I cadaveri carbonizzati di una coppia di coniugi romeni sono stati scoperti in una palazzina di un piano all’interno di un’abitazione in via Poseidonia, a Capaccio (Salerno), in località Torre del Mare. Un vicino di casa ha allertato i carabinieri e i vigili del fuoco allarmato dalle fiamme che uscivano dall’appartamento. In origine si pensava ad un incendio; solo una volta domate le fiamme sono stati scoperti i cadaveri di un uomo e una donna. Indagano i carabinieri di Agropoli, diretti dal tenente Francesco Manna e coordinati dalla Procura. C’è anche un bimbo di pochi mesi tra le vittime di quella che appare come una tragedia familiare. I corpi carbonizzati sono quello del neonato e della madre; nell’abitazione di via Poseidonia è stato trovato anche un terzo cadavere, impiccato, quello del marito della donna.
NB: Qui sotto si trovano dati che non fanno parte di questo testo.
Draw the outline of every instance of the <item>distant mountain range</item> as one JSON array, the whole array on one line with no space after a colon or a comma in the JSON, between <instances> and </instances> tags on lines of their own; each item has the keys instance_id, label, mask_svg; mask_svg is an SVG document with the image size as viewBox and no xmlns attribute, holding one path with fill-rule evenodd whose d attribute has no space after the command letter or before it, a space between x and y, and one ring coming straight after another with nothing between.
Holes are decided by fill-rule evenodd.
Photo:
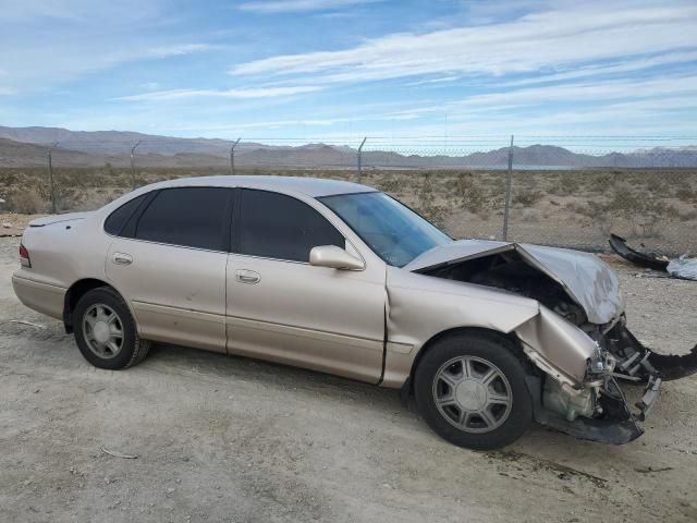
<instances>
[{"instance_id":1,"label":"distant mountain range","mask_svg":"<svg viewBox=\"0 0 697 523\"><path fill-rule=\"evenodd\" d=\"M100 167L109 162L127 166L131 148L137 147L138 167L220 167L229 166L232 142L211 138L178 138L121 131L69 131L59 127L0 126L0 167L46 166L48 148L53 165L61 167ZM395 144L399 145L399 144ZM413 145L419 149L418 144ZM426 150L427 146L423 148ZM235 166L353 168L356 149L347 146L307 144L274 146L241 142L235 148ZM508 147L462 156L403 155L389 150L365 150L365 168L439 169L504 168ZM697 147L638 149L601 156L573 153L553 145L513 148L515 168L658 168L697 167Z\"/></svg>"}]
</instances>

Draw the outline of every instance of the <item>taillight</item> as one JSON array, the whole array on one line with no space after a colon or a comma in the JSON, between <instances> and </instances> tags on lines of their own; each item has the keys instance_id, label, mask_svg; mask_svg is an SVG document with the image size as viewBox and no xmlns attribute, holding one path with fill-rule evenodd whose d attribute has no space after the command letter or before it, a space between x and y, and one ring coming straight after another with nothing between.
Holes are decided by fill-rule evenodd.
<instances>
[{"instance_id":1,"label":"taillight","mask_svg":"<svg viewBox=\"0 0 697 523\"><path fill-rule=\"evenodd\" d=\"M32 267L32 262L29 260L29 252L23 244L20 244L20 264L22 264L22 267Z\"/></svg>"}]
</instances>

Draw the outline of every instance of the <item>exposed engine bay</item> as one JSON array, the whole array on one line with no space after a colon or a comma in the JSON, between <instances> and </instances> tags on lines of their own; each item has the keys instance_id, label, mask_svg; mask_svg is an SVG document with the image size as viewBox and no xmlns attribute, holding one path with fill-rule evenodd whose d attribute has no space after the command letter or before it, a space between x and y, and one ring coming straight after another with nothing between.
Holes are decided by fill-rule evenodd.
<instances>
[{"instance_id":1,"label":"exposed engine bay","mask_svg":"<svg viewBox=\"0 0 697 523\"><path fill-rule=\"evenodd\" d=\"M538 396L536 419L583 439L611 443L636 439L644 433L639 423L657 399L661 382L697 373L697 345L686 355L662 355L632 335L623 312L604 324L589 321L588 309L563 281L524 247L511 245L513 248L478 253L420 272L534 299L583 330L597 346L587 361L583 384L554 379L540 365L546 372L530 376L528 388ZM620 384L641 385L644 396L631 405Z\"/></svg>"}]
</instances>

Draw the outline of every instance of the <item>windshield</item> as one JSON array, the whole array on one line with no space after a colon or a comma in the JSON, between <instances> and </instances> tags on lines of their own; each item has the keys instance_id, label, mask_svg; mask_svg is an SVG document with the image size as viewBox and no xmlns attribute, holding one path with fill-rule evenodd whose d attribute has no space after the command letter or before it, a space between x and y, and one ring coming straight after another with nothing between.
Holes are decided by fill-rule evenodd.
<instances>
[{"instance_id":1,"label":"windshield","mask_svg":"<svg viewBox=\"0 0 697 523\"><path fill-rule=\"evenodd\" d=\"M386 263L403 267L419 254L450 243L450 236L384 193L319 198Z\"/></svg>"}]
</instances>

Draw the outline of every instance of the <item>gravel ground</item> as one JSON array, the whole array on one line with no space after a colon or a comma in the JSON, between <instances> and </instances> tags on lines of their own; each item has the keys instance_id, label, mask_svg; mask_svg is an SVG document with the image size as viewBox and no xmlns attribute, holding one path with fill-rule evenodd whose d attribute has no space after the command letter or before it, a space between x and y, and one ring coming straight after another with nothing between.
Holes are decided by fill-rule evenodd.
<instances>
[{"instance_id":1,"label":"gravel ground","mask_svg":"<svg viewBox=\"0 0 697 523\"><path fill-rule=\"evenodd\" d=\"M163 345L96 369L14 297L16 244L0 240L3 521L697 521L697 378L665 384L627 446L535 427L473 452L395 391L331 376ZM692 346L697 282L613 265L638 337Z\"/></svg>"}]
</instances>

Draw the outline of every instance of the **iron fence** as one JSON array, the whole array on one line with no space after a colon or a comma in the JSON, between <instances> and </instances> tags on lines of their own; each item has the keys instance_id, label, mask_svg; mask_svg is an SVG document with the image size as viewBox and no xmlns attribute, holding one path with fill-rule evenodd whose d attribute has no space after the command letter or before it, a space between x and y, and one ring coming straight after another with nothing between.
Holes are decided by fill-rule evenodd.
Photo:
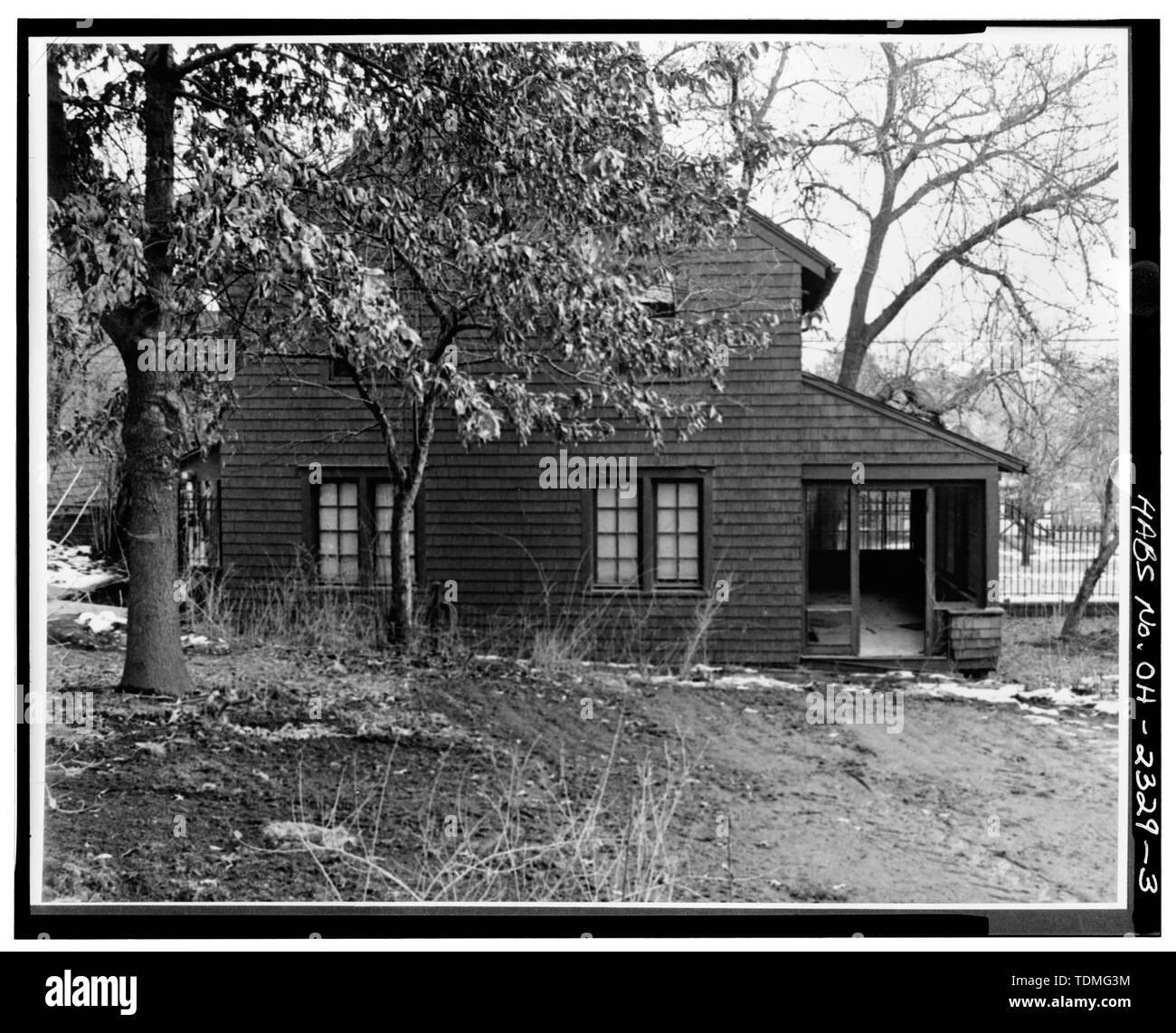
<instances>
[{"instance_id":1,"label":"iron fence","mask_svg":"<svg viewBox=\"0 0 1176 1033\"><path fill-rule=\"evenodd\" d=\"M1097 527L1074 527L1049 520L1025 521L1013 507L1001 520L1002 600L1069 602L1102 547ZM1095 585L1094 602L1118 599L1118 551Z\"/></svg>"}]
</instances>

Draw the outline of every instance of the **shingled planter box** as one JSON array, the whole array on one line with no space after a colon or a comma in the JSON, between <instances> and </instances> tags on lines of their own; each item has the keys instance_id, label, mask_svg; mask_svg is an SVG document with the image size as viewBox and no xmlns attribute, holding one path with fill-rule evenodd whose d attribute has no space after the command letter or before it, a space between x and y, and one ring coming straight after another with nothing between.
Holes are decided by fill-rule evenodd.
<instances>
[{"instance_id":1,"label":"shingled planter box","mask_svg":"<svg viewBox=\"0 0 1176 1033\"><path fill-rule=\"evenodd\" d=\"M961 671L991 671L1001 657L998 606L987 609L951 611L947 614L948 655Z\"/></svg>"}]
</instances>

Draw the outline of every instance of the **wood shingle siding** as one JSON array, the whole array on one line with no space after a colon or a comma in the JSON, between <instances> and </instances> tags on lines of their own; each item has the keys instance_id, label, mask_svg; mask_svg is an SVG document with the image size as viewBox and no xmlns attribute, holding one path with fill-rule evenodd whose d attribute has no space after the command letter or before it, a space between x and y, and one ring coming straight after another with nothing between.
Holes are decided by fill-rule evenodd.
<instances>
[{"instance_id":1,"label":"wood shingle siding","mask_svg":"<svg viewBox=\"0 0 1176 1033\"><path fill-rule=\"evenodd\" d=\"M791 664L804 646L806 468L843 472L848 482L854 462L867 464L868 478L871 465L884 472L922 464L991 482L998 454L863 407L802 375L802 296L827 287L820 256L789 241L753 220L734 249L717 247L680 271L683 316L724 299L737 301L736 318L780 316L767 349L730 356L726 391L714 398L721 424L687 442L669 441L661 454L632 426L619 426L606 442L568 447L569 456L635 456L639 476L664 472L704 485L697 588L595 588L590 499L540 484L541 460L557 456L561 446L521 445L505 427L501 440L466 448L453 414L440 413L421 492L419 577L456 584L462 627L561 614L566 622L592 612L599 628L639 626L643 648L669 653L726 581L729 595L714 614L707 657ZM823 273L835 274L831 266ZM280 575L298 557L313 499L310 462L325 469L385 464L369 414L340 395L343 385L328 382L326 360L301 364L298 384L282 376L281 365L268 360L238 373L240 411L225 445L222 481L225 562L238 591ZM641 519L648 534L649 518Z\"/></svg>"}]
</instances>

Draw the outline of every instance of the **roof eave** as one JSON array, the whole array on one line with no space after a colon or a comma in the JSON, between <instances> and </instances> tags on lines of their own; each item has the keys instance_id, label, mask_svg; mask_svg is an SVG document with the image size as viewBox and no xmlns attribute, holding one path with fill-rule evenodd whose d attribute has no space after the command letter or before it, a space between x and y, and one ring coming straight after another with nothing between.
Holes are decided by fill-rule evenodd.
<instances>
[{"instance_id":1,"label":"roof eave","mask_svg":"<svg viewBox=\"0 0 1176 1033\"><path fill-rule=\"evenodd\" d=\"M816 387L820 391L824 391L828 394L835 394L838 398L843 398L846 401L861 406L862 408L873 409L881 415L888 416L898 422L907 424L908 426L915 427L916 429L923 431L930 434L933 438L940 438L953 445L957 445L960 448L965 448L975 455L980 455L982 459L987 459L989 462L994 464L998 469L1004 473L1028 473L1029 465L1023 460L1018 459L1016 455L1010 455L1008 452L1001 452L998 448L991 448L988 445L983 445L980 441L974 441L971 438L965 438L963 434L957 434L955 431L948 431L943 427L936 427L928 424L926 420L921 420L917 416L911 416L907 413L898 412L898 409L891 406L880 402L869 395L862 394L860 391L854 391L853 388L844 387L840 384L834 384L831 380L826 380L823 376L817 376L814 373L803 373L801 379Z\"/></svg>"}]
</instances>

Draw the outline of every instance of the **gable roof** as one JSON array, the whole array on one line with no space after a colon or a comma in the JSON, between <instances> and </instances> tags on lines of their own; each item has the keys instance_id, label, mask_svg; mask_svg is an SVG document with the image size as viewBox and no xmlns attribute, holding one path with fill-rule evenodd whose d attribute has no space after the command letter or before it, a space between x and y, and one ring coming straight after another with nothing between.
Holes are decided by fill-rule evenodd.
<instances>
[{"instance_id":1,"label":"gable roof","mask_svg":"<svg viewBox=\"0 0 1176 1033\"><path fill-rule=\"evenodd\" d=\"M893 408L884 402L877 401L869 395L862 394L858 391L853 391L851 388L842 387L840 384L834 384L831 380L826 380L823 376L816 376L813 373L802 373L801 381L807 387L823 391L827 394L831 394L835 398L840 398L843 401L848 401L853 405L860 406L861 408L869 409L870 412L883 415L887 419L895 420L908 427L914 427L931 438L938 438L941 441L947 441L949 445L954 445L957 448L967 449L968 452L971 452L983 459L985 462L996 464L997 467L1007 473L1027 473L1029 469L1028 464L1025 464L1023 459L1017 459L1017 456L1010 455L1008 452L1001 452L998 448L990 448L987 445L982 445L980 441L975 441L963 434L957 434L955 431L946 431L943 427L936 427L934 424L929 424L926 420L921 420L908 413L900 412L898 409Z\"/></svg>"},{"instance_id":2,"label":"gable roof","mask_svg":"<svg viewBox=\"0 0 1176 1033\"><path fill-rule=\"evenodd\" d=\"M779 248L801 267L801 309L814 312L829 296L833 285L837 282L841 269L833 259L826 258L815 247L810 247L799 236L793 236L782 226L777 226L767 215L748 208L748 221L751 231L773 247Z\"/></svg>"}]
</instances>

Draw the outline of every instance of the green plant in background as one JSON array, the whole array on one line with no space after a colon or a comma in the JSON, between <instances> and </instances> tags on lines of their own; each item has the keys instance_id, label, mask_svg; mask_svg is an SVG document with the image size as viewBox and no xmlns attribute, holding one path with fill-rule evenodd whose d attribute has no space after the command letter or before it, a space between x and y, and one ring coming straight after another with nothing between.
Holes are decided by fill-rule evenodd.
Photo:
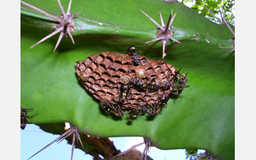
<instances>
[{"instance_id":1,"label":"green plant in background","mask_svg":"<svg viewBox=\"0 0 256 160\"><path fill-rule=\"evenodd\" d=\"M26 2L56 17L61 14L56 1ZM69 1L61 3L65 7ZM21 4L21 106L34 108L31 115L38 113L29 123L69 121L91 136L140 136L160 149L201 148L219 159L234 159L235 54L233 35L226 25L181 3L163 1L73 1L71 15L80 9L72 32L75 45L63 39L53 52L56 36L29 47L56 31L58 24ZM177 99L170 99L167 108L153 119L113 119L79 83L75 64L103 51L126 53L131 45L148 59L162 59L161 43L145 44L157 39L157 28L140 9L158 23L159 11L167 17L171 9L178 9L172 37L182 44L167 41L164 60L189 73L190 87ZM54 129L58 127L45 130L64 132ZM87 151L93 149L82 142Z\"/></svg>"},{"instance_id":2,"label":"green plant in background","mask_svg":"<svg viewBox=\"0 0 256 160\"><path fill-rule=\"evenodd\" d=\"M200 15L208 17L214 22L219 23L219 21L214 18L212 14L208 12L206 7L204 7L204 5L207 6L211 12L215 15L219 13L220 8L222 7L225 11L225 18L227 22L230 22L228 20L230 20L231 17L235 18L235 15L233 14L235 7L234 0L183 0L182 3L186 4L188 1L195 2L195 4L192 7L192 9L198 12ZM230 23L232 24L234 23L234 22Z\"/></svg>"}]
</instances>

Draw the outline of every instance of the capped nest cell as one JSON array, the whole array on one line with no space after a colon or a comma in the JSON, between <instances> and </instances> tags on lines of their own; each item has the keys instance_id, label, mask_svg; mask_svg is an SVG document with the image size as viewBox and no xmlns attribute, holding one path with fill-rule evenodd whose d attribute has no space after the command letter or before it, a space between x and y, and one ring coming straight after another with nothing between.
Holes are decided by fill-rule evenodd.
<instances>
[{"instance_id":1,"label":"capped nest cell","mask_svg":"<svg viewBox=\"0 0 256 160\"><path fill-rule=\"evenodd\" d=\"M129 111L130 119L157 114L171 94L184 88L187 74L181 77L173 65L139 52L131 47L127 54L102 52L76 63L78 79L108 113L120 116Z\"/></svg>"}]
</instances>

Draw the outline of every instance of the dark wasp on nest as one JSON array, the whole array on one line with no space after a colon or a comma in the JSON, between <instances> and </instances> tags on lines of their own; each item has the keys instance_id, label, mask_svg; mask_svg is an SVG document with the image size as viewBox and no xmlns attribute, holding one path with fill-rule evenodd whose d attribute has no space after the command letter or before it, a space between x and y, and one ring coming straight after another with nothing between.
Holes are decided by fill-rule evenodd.
<instances>
[{"instance_id":1,"label":"dark wasp on nest","mask_svg":"<svg viewBox=\"0 0 256 160\"><path fill-rule=\"evenodd\" d=\"M187 87L187 73L180 75L173 65L140 52L132 46L127 54L102 52L76 63L82 85L108 113L129 114L131 119L158 114L171 94L179 95Z\"/></svg>"}]
</instances>

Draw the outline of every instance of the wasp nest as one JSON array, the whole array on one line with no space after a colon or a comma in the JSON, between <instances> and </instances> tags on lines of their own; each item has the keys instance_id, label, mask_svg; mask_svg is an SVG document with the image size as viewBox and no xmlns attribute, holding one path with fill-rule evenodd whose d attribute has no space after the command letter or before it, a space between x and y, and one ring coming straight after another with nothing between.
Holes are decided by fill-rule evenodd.
<instances>
[{"instance_id":1,"label":"wasp nest","mask_svg":"<svg viewBox=\"0 0 256 160\"><path fill-rule=\"evenodd\" d=\"M80 81L102 108L118 116L129 111L130 119L157 114L187 81L173 65L140 56L135 49L130 47L127 54L102 52L76 63Z\"/></svg>"}]
</instances>

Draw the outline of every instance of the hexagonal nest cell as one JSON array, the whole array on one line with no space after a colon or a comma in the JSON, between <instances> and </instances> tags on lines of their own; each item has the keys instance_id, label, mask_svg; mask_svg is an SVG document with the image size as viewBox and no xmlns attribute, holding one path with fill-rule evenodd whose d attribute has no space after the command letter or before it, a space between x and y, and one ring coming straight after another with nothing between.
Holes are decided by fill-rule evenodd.
<instances>
[{"instance_id":1,"label":"hexagonal nest cell","mask_svg":"<svg viewBox=\"0 0 256 160\"><path fill-rule=\"evenodd\" d=\"M139 52L102 52L76 63L78 79L108 113L129 114L129 119L157 114L171 94L179 95L185 87L187 74L181 76L173 65Z\"/></svg>"}]
</instances>

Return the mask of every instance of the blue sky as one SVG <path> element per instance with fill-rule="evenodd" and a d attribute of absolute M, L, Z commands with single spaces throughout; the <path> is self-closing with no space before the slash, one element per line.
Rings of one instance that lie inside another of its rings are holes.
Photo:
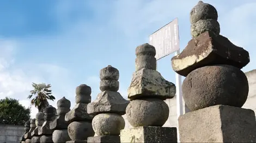
<path fill-rule="evenodd" d="M 182 2 L 181 2 L 182 1 Z M 221 34 L 250 53 L 243 71 L 256 68 L 256 2 L 204 1 L 218 10 Z M 198 1 L 0 1 L 0 98 L 20 100 L 26 106 L 31 83 L 51 83 L 57 101 L 75 103 L 76 86 L 99 90 L 99 72 L 112 65 L 120 72 L 119 92 L 135 72 L 135 48 L 150 34 L 179 18 L 180 48 L 191 40 L 189 14 Z M 158 61 L 157 70 L 175 83 L 172 54 Z M 32 116 L 36 110 L 32 109 Z"/>

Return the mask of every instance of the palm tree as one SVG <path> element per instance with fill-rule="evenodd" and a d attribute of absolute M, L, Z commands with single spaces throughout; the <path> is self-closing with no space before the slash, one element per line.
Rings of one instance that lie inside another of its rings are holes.
<path fill-rule="evenodd" d="M 49 89 L 51 86 L 45 83 L 32 83 L 32 86 L 34 90 L 30 91 L 31 94 L 28 95 L 28 99 L 30 99 L 34 96 L 31 100 L 31 105 L 34 105 L 38 109 L 38 112 L 43 112 L 44 109 L 49 105 L 48 100 L 55 100 L 55 97 L 52 95 L 52 90 Z"/>

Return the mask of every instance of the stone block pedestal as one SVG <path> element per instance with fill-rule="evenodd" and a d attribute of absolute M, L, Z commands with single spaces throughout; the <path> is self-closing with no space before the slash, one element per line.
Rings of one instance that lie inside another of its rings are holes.
<path fill-rule="evenodd" d="M 87 138 L 87 142 L 120 143 L 120 136 L 118 135 L 101 135 Z"/>
<path fill-rule="evenodd" d="M 179 118 L 181 142 L 255 142 L 254 112 L 216 105 Z"/>
<path fill-rule="evenodd" d="M 121 131 L 121 142 L 177 142 L 175 127 L 138 127 Z"/>

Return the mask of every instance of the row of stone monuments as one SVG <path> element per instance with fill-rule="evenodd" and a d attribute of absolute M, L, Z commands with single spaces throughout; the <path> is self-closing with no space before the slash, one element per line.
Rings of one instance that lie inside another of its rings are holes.
<path fill-rule="evenodd" d="M 241 107 L 248 84 L 241 70 L 248 53 L 220 35 L 216 9 L 200 1 L 190 13 L 192 39 L 172 58 L 174 70 L 186 77 L 182 89 L 191 110 L 179 118 L 181 142 L 255 142 L 254 113 Z M 163 127 L 169 108 L 163 100 L 175 95 L 175 86 L 156 71 L 155 47 L 137 47 L 136 72 L 125 100 L 118 92 L 119 73 L 108 66 L 100 72 L 100 89 L 91 102 L 91 88 L 76 89 L 76 105 L 64 97 L 57 109 L 25 124 L 21 142 L 176 142 L 175 127 Z M 133 128 L 124 129 L 122 115 Z"/>

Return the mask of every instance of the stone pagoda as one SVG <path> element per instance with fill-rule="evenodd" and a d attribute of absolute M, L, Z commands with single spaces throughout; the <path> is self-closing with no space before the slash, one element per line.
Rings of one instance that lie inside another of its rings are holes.
<path fill-rule="evenodd" d="M 39 112 L 35 115 L 35 126 L 36 127 L 31 133 L 32 138 L 31 138 L 31 143 L 40 143 L 40 136 L 38 134 L 39 128 L 42 126 L 45 120 L 44 119 L 44 113 Z"/>
<path fill-rule="evenodd" d="M 92 89 L 86 84 L 76 88 L 76 105 L 65 116 L 68 132 L 72 140 L 66 142 L 87 142 L 87 138 L 94 135 L 92 126 L 93 116 L 87 113 L 87 105 L 91 102 Z"/>
<path fill-rule="evenodd" d="M 199 1 L 190 12 L 191 40 L 172 58 L 186 76 L 183 97 L 191 111 L 179 118 L 181 142 L 255 142 L 254 112 L 241 108 L 248 83 L 241 69 L 249 53 L 220 35 L 216 9 Z"/>
<path fill-rule="evenodd" d="M 45 122 L 41 128 L 38 129 L 38 135 L 40 135 L 40 142 L 53 142 L 53 131 L 50 128 L 50 123 L 56 118 L 56 108 L 49 105 L 45 109 Z"/>
<path fill-rule="evenodd" d="M 29 129 L 30 129 L 30 120 L 26 121 L 25 122 L 25 124 L 24 125 L 24 131 L 25 131 L 25 133 L 24 134 L 22 135 L 22 136 L 21 136 L 21 139 L 20 139 L 20 142 L 26 142 L 26 139 L 25 139 L 25 134 L 28 132 L 28 131 L 29 131 Z"/>
<path fill-rule="evenodd" d="M 70 110 L 71 102 L 63 97 L 57 102 L 57 117 L 50 123 L 50 128 L 53 130 L 52 141 L 53 142 L 66 142 L 70 140 L 68 133 L 67 122 L 65 121 L 66 113 Z"/>
<path fill-rule="evenodd" d="M 133 128 L 121 131 L 121 142 L 177 142 L 176 128 L 162 127 L 169 116 L 163 100 L 173 98 L 174 84 L 156 71 L 156 50 L 148 43 L 136 49 L 136 72 L 128 88 L 126 115 Z"/>
<path fill-rule="evenodd" d="M 32 136 L 31 133 L 35 129 L 35 119 L 32 119 L 30 120 L 30 129 L 29 131 L 24 135 L 24 138 L 26 139 L 26 142 L 31 142 Z"/>
<path fill-rule="evenodd" d="M 100 89 L 96 99 L 88 104 L 88 113 L 94 116 L 93 128 L 96 136 L 88 138 L 88 142 L 120 142 L 120 131 L 125 122 L 121 115 L 125 114 L 129 101 L 117 91 L 119 89 L 119 72 L 111 66 L 100 72 Z"/>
La pista seguita dai carabinieri è quella di un duplice omicidio seguito da suicidio: l’uomo avrebbe ammazzato la moglie e il figlioletto, per poi togliersi la vita. L’uomo, marito e padre delle due vittime, è stato trovato impiccato nel bagno – forse ubriaco – i due corpi dati alle fiamme erano abbracciati nella camera da letto. A lanciare l’allarme sembra siano stati alcuni vicini messi in allarme dalle grida e dal fumo che proveniva dall’abitazione, che provenivano dall’abitazione. Gli stessi vicini raccontano che la giovane coppia litigava spesso. Si indaga anche su eventuali dissidi sentimentali.